Vegetables such as rocket and other leaf lettuces, spinach, kohlrabi, beetroot, as well as red and white radish store a lot of nitrate. As nitrate accumulates particulary in the segments of the plant that conduct water, it is to be found in higher concentrations in the stem, leaf veins and outer green leaves.

In addition to the nitrate content of the soil, genetic, geographic and climatic factors also have an influence on the nitrate concentration in the plant: high temperatures result in lower and sustained drought in higher nitrate accumulation. As a rule, higher levels are also to be found in products from northern latitudes of Europe than in those from southern regions. Irrespective of this, levels in greenhouse vegetables normally exceed those of free-range plants. Since climatic conditions and horticultural methods have a major influence on nitrate in certain vegetables, different maximum levels are fixed depending on the season (harvest in winter/summer) and type of cultivation (grown in the open air or grown under cover).
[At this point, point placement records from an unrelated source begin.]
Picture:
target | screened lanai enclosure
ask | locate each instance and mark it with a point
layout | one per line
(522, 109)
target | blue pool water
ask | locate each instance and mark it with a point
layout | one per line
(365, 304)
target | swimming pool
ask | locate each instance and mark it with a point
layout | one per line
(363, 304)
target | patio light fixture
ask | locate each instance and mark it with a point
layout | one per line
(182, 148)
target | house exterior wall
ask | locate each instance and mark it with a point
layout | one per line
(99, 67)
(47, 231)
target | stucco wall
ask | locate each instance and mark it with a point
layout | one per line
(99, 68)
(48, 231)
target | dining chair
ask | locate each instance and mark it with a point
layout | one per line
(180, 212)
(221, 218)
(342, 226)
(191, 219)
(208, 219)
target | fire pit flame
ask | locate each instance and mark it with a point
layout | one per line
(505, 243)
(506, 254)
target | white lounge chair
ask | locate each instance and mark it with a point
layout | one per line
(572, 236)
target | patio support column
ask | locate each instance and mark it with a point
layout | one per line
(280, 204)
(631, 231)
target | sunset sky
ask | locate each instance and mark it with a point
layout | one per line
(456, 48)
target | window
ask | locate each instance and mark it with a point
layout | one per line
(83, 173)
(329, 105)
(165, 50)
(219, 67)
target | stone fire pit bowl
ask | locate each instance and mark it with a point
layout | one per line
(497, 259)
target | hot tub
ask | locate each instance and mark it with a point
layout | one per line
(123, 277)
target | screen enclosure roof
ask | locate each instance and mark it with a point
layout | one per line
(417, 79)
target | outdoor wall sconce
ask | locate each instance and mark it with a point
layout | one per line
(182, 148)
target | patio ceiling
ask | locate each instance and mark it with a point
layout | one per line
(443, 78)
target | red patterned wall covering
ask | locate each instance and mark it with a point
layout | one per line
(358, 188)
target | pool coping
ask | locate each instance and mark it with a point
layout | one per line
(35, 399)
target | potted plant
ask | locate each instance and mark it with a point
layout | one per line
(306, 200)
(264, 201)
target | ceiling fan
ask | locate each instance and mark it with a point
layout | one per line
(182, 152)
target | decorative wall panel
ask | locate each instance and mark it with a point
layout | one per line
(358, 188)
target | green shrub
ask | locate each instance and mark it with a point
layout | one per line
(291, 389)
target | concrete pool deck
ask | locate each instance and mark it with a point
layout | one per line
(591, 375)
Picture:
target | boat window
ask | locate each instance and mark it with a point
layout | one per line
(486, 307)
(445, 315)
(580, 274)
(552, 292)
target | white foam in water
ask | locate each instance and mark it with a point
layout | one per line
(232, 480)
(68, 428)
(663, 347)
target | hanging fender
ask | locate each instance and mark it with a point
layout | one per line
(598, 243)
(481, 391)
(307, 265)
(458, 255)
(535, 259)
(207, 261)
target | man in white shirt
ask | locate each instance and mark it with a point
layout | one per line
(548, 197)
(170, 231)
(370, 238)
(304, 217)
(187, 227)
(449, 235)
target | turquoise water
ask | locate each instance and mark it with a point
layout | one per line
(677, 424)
Although endogenous nitrite levels in plant-based foods are low, via the conversion of nitrate into nitrite considerable quantities of nitrite can occur in food containing high primary quantities of nitrate which are stored/ transported incorrectly or with which standard hygiene rules are not observed. Nitrite can also be ingested via pickled meat products as it is a component of pickling salts.

Bacteria which are in or on plant-based foods can convert nitrate into nitrite. For this reason, spinach which has been cooked once should not be re-heated because the microorganisms in this nitrate-rich vegetable contribute towards the increased production of nitrite.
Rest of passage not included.